Kalliope es una griega muy griega, tan griega que cada vez que visita el British Museum se le eriza el vello de los brazos, le sale humo de las orejas, se le hincha el pecho hasta casi explotar, el rostro se le torna de color verde, llegando a parecer el Increíble Hulk, pero sin perder la camisa. Porque Kalliope no soporta ver la colección Elgin en suelo británico. Kalliope odia a Lord Elgin con todas sus fuerzas.
Después de mucho meditarlo, ha decidido pasar a la acción y recuperar los mármoles robados de su querida Grecia, aprovechando la reciente inauguración del Museo de la Acrópolis. “Si ellos fueron unos chorizos, yo más.”
Acompañada de otros diez cómplices tan griegos como ella, ha planeado el robo de los mármoles de Elgin, expoliados a Grecia en el siglo XIX.
Kalliope visitará esta tarde el Museo disfrazada de inocente turista griega.

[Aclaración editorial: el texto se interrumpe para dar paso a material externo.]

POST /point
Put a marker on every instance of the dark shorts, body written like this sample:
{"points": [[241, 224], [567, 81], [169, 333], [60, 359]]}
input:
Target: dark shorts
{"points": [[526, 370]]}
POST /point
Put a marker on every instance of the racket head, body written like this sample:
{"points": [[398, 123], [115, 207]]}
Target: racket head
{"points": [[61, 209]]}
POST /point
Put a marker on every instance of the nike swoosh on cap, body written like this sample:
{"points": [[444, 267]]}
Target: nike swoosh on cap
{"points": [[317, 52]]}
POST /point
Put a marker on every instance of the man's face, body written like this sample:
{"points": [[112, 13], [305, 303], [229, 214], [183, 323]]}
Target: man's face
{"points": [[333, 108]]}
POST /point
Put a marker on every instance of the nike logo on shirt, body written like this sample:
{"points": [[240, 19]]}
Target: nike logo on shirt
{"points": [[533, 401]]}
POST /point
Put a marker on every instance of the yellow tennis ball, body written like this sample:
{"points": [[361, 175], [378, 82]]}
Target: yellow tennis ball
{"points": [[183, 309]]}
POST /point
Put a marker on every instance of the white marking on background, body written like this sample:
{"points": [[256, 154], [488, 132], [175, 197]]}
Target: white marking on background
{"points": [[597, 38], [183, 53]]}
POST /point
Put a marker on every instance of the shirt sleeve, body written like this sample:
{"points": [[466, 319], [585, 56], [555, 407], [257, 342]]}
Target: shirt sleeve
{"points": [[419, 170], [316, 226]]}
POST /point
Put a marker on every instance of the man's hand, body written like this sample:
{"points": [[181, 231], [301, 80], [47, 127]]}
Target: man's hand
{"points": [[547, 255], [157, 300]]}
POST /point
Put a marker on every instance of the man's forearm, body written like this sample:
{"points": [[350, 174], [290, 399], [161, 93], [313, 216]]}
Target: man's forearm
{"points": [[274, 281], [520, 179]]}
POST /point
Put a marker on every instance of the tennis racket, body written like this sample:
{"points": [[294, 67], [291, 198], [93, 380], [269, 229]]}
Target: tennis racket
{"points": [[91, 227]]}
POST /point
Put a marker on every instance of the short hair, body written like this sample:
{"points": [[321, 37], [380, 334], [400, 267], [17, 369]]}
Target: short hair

Permanecerá en él hasta la hora de cierre, pasando desapercibida entre los grupos de españoles, italianos y japoneses que inundan sus salas durante esta época del año. Justo un minuto antes del cierre, Kalliope entrará en la sala 62. Allí ha elegido un sarcófago egipcio donde esconderse. Es suficientemente ancho para acoger a la momia y a Kalliope, que sufre extrema delgadez. Lleva semanas ensayando la cara de momia delante del espejo. Unos harapos hábilmente colocados harán el resto.
A las doce en punto de la noche Kalliope saldrá de su escondite, abandonando a la momia a su suerte. Descenderá a la planta baja y abrirá la puerta principal del Museo para dar acceso a sus diez cómplices. Estos habrán dedicado la tarde a aparcar camiones de gran tonelaje en los alrededores del edificio. La operación de traslado de los mármoles desde las salas del Museo a los camiones ocupará unas cinco horas y media. Una vez finalizada, los camiones se dirigirán a la terminal de cruceros de Tilbury, a pocos kilómetros de Londres. Un buque crucero que realiza la travesía Londres/Islas Griegas les estará esperando. La tripulación también es griega muy griega. Los mármoles serán estibados en un compartimento previamente preparado en la sala de máquinas. El próximo 12 de Septiembre está prevista la escala del buque en el puerto de El Pireo. Allí esperarán alborozadas las autoridades helenas, totalmente ajenas al conflicto diplomático que la operación causará.

1 comentario:

Ricardo Arias dijo...

Yo también he pensado muchas veces en lo que puedan sentir muchas Kalliopes visitando el British Museum.
Ahora bien, seamos sinceros, si los ingleses y alemanes no hubiesen mangado a saco, ¿tendríamos hoy esos tesoros aun a nuestro alcance?
Creo que todos sabemos cuál es la políticamente incorrecta respuesta a esta pregunta.